De Kennisgroep bijzondere winstbepalingen Vpb heeft de vraag beantwoord of wordt voldaan aan de voorwaarde van artikel 3.22, vijfde lid, onderdeel c, sub 1°, Wet IB 2001 indien nog geen schip in (mede-)eigendom wordt geëxploiteerd, maar slechts uitvoering wordt gegeven aan de bedoeling om een schip in (mede-)eigendom te gaan exploiteren.
De beschikbare feiten van de casus zijn als volgt:
- In boekjaar 1 start X in Nederland ondernemingsactiviteiten op het gebied van vervoer van zaken in het internationale verkeer over zee.
- X neemt in dat jaar schepen in tijd- of reischarter die worden gebruikt voor internationaal vervoer over zee in de zin van artikel 3.22, vierde lid, onderdeel a, sub 1°, van de Wet IB 2001. De schepen voeren een vlag van een van de lidstaten van de Europese Unie.
- X heeft in boekjaar 1 ook de bedoeling nieuwe zeescheepvaartactiviteiten te gaan starten met een schip in eigendom en geeft ook uitvoering aan die bedoeling.
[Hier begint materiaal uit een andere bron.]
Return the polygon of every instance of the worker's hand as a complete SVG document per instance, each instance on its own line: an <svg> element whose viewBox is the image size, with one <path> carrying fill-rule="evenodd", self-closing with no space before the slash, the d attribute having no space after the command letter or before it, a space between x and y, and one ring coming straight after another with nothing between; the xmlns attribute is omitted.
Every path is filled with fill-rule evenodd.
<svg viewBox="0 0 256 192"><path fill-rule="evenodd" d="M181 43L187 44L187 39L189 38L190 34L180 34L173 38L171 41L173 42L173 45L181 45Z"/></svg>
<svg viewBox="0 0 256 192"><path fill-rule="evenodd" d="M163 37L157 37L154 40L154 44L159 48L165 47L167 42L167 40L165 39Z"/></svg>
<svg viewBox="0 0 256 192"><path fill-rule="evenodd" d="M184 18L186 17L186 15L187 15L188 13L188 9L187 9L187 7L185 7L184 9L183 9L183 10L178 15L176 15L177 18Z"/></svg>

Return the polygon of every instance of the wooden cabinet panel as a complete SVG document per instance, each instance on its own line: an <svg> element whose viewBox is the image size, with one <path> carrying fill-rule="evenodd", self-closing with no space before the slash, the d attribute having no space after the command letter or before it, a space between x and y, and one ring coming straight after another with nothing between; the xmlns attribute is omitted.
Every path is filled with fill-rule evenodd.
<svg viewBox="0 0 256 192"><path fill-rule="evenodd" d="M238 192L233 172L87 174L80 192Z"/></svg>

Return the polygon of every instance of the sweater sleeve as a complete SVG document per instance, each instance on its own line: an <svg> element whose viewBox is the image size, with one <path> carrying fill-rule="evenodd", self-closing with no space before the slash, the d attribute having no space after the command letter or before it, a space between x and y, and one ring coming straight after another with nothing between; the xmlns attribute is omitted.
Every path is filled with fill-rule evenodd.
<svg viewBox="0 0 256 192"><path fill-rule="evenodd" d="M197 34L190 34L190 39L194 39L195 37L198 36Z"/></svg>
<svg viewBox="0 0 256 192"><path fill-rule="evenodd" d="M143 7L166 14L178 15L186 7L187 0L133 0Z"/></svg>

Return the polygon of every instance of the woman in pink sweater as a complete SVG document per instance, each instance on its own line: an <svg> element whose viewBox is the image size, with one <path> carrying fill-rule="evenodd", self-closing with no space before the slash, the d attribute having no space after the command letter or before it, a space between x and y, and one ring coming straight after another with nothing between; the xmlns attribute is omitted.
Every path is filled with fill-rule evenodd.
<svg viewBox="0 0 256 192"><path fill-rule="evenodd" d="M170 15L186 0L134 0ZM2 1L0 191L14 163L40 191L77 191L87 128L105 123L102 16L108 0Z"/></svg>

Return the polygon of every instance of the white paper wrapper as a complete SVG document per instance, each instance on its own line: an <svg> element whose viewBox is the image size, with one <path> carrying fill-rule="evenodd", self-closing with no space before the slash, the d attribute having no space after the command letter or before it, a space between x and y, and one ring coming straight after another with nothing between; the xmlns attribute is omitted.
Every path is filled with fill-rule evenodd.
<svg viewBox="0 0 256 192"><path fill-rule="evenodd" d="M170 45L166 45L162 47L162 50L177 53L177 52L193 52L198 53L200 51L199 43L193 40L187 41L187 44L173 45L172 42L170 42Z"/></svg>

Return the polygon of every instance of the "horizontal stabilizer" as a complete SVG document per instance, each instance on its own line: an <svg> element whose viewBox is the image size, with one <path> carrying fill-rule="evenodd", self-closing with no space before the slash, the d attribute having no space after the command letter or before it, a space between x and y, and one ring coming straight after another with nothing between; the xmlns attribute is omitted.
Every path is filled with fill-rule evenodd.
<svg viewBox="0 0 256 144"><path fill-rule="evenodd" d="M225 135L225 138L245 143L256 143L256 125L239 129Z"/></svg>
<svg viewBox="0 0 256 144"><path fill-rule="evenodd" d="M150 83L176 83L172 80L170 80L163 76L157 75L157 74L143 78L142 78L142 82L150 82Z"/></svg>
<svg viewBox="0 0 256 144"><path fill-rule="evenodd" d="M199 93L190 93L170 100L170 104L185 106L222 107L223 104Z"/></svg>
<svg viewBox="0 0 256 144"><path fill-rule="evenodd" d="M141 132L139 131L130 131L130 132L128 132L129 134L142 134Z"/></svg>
Dat schip wordt door derden gebouwd en zal in boekjaar 2 worden opgeleverd en feitelijk worden geëxploiteerd in de zin van artikel 3.22, vijfde lid, onderdeel a, Wet IB 2001. Dat schip zal dan voldoen aan de voorwaarden om de genoten winst uit zeescheepvaart te bepalen aan de hand van de tonnage van de schepen waarmee die winst wordt behaald zoals bedoeld in artikel 3.22, 3.23 en 3.24 Wet IB 2001 (tonnageregeling).
- X wil de winst van de schepen die in tijd- of reischarter worden gebruikt vanaf boekjaar 1 bepalen met toepassing van de tonnageregeling.
- Toepassing van de tonnageregeling op de winst in boekjaar 1 van de schepen in tijd- of reischarter vereist (onder andere en voor zover hier van belang) dat daarnaast in boekjaar 1 sprake is van het beheer van een schip dat in (mede-)eigendom of rompbevrachting wordt gehouden (artikel 3.22, vijfde lid, onderdeel c, sub 1°, Wet IB 2001, juncto artikel 3.22, vijfde lid, onderdeel a, Wet IB 2001).
Vraag
Wordt al in boekjaar 1 voldaan aan de eis dat naast de tijd-of reischarter ook het beheer wordt verricht van een schip dat in (mede-)eigendom of rompbevrachting wordt gehouden, als in boekjaar 1 slechts uitvoering wordt gegeven aan de bedoeling om in boekjaar 2 een schip in (mede-)eigendom te gaan beheren?
Antwoord
Nee. Het feit dat in boekjaar 1 uitvoering wordt gegeven aan de bedoeling om in boekjaar 2 een schip in (mede-)eigendom te gaan beheren, brengt niet mee dat al in boekjaar 1 sprake is van beheer in (mede-)eigendom van een schip.